«

»

Sep
07

Why do PLoS Journals not have ASAP?

I am late to the game sometimes, and today my question is “how come some journals do not have ASAP”…’As soon as published’ or ‘as soon as possible’ depending on how you read the acronym. I mistakenly thought most publishers did this – apparently not..

What are the pros and cons?

Pros:As soon as a paper is accepted the author uncorrected or corrected posted version could be available for subscribers/ readers. This is potentially months before coming out in ‘print’ or online as a final version. This helps publishers because it gives them more time for citations, more time and more citations will impact that years impact factor.

Con’s: May include people using an uncorrected (read – not perfect paper) version that still has some typos/errors.

Does it make more work for the publisher?

Would be interesting to know what a journals average time to get a paper out to ASAP was relative to impact factor.

So skip to recent events. I am a co-author on a paper recently accepted at a PLoS journal (which I am a fan of by the way). It appears this is embargoed for whatever reason – not even sure what that means in the context because it was more of a commentary/ editorial type article than a research paper.

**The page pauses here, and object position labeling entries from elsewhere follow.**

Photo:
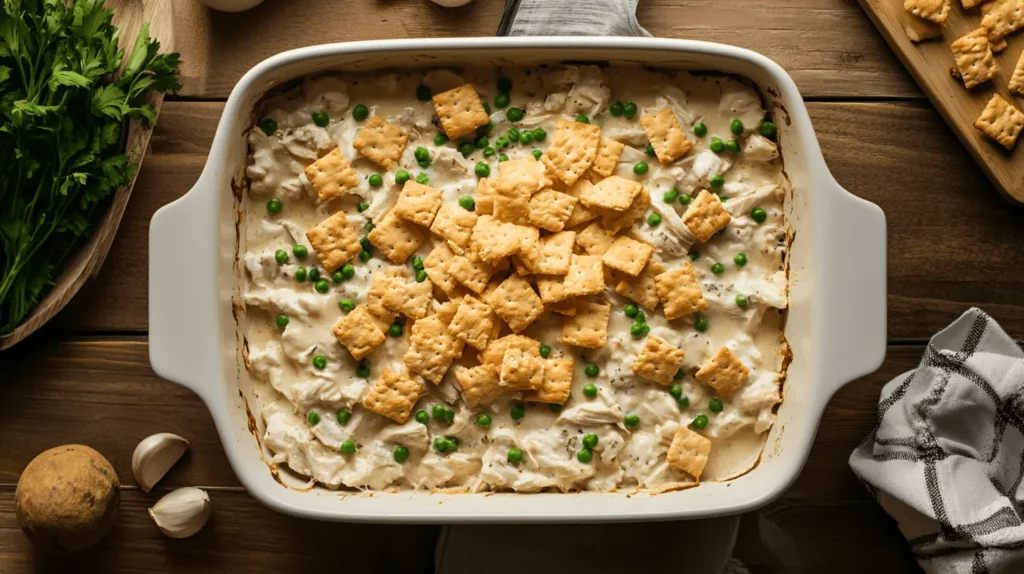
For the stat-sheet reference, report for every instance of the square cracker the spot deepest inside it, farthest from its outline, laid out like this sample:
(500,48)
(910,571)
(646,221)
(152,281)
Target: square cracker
(706,216)
(550,210)
(454,224)
(393,395)
(572,149)
(516,303)
(679,292)
(431,349)
(479,384)
(724,372)
(460,111)
(396,237)
(642,289)
(381,142)
(628,256)
(658,360)
(358,333)
(331,176)
(557,382)
(589,327)
(411,299)
(607,157)
(334,240)
(473,322)
(974,58)
(522,367)
(1000,121)
(418,204)
(935,10)
(689,451)
(667,136)
(586,275)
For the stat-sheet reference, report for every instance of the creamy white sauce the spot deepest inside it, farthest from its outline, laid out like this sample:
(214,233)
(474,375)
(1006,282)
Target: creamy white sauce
(281,361)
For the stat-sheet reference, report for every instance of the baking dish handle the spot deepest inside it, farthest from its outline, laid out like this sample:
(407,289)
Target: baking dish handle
(853,308)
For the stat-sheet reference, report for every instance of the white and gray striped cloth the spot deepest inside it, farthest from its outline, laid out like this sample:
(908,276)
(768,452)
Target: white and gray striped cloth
(947,456)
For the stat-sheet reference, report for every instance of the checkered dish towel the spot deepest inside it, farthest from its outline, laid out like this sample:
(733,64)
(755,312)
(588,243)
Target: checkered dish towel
(947,455)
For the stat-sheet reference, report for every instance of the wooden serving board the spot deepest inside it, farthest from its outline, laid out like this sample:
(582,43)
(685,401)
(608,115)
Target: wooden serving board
(931,62)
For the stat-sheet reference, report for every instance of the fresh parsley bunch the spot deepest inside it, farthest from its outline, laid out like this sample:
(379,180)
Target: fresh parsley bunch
(62,112)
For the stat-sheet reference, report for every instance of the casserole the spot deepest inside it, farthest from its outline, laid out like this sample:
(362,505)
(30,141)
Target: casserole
(836,324)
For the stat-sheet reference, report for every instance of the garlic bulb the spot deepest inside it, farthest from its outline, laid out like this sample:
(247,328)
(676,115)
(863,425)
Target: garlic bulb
(154,456)
(182,513)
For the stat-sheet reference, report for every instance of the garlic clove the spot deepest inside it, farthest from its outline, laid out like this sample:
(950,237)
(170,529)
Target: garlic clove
(154,456)
(181,513)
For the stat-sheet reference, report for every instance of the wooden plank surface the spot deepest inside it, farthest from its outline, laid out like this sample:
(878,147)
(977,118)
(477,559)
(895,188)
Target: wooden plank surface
(952,241)
(828,46)
(931,62)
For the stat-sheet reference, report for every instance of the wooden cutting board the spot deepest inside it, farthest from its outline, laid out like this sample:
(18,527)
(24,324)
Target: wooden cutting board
(930,62)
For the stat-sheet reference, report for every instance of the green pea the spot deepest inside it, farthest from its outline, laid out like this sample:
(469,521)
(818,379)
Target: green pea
(517,411)
(268,126)
(343,415)
(700,323)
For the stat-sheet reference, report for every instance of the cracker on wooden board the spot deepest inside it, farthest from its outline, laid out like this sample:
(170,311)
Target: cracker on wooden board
(657,360)
(334,241)
(1000,121)
(418,204)
(381,141)
(573,147)
(689,451)
(460,111)
(331,176)
(395,237)
(706,216)
(974,58)
(667,136)
(358,333)
(628,256)
(557,382)
(589,327)
(724,372)
(393,395)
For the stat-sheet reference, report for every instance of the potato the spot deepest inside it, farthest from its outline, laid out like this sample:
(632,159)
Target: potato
(68,497)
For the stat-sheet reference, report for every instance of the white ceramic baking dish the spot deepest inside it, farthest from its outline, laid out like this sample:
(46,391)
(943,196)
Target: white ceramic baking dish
(836,324)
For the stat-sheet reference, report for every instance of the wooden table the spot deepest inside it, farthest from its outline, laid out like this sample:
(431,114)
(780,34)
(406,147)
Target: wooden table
(952,244)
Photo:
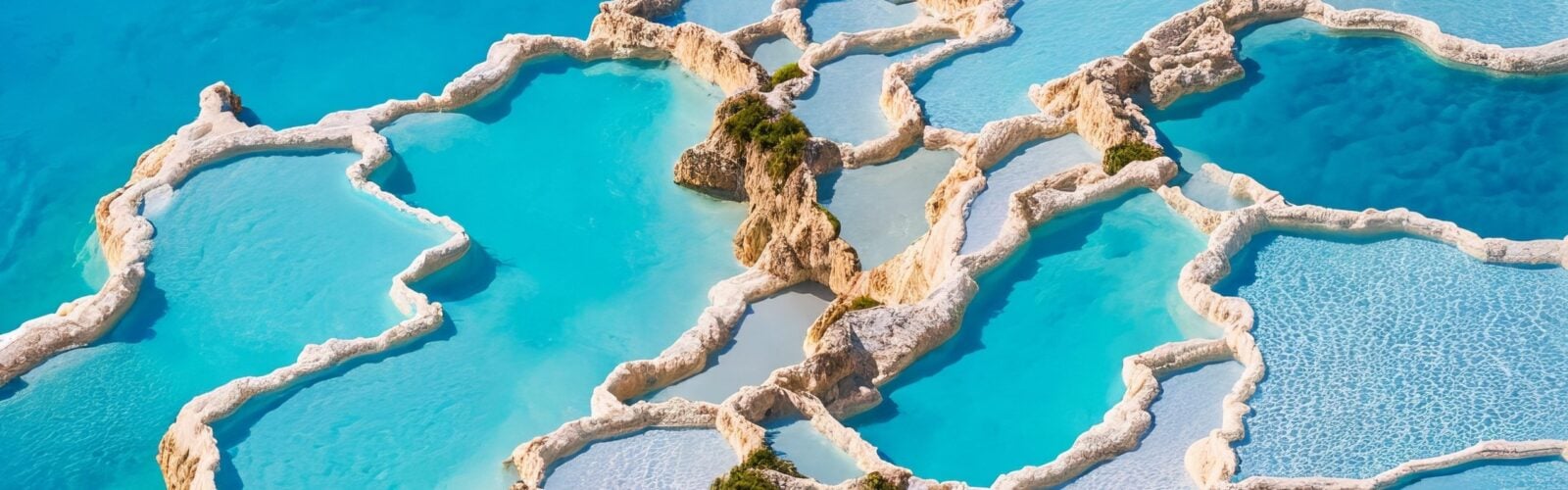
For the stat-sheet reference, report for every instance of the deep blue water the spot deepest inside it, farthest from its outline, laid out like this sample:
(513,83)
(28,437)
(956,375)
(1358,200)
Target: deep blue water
(91,85)
(255,260)
(1396,349)
(1507,23)
(585,257)
(1353,122)
(1039,357)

Anyway, it also made me realize ‘hey why does PLoS not have ASAP?’

Have I missed something? I cannot see why every journal in this electronic day and age – especially an electronic journal that espouses openess, cannot have ASAP

I would like ideas to see the light of day faster and ASAP enables this to happen..I know it is possible for open access journals to do this as I was on a paper in another journal recently.

Would be great if someone could explain please.

 

 

 

Leave a Reply

Your email address will not be published.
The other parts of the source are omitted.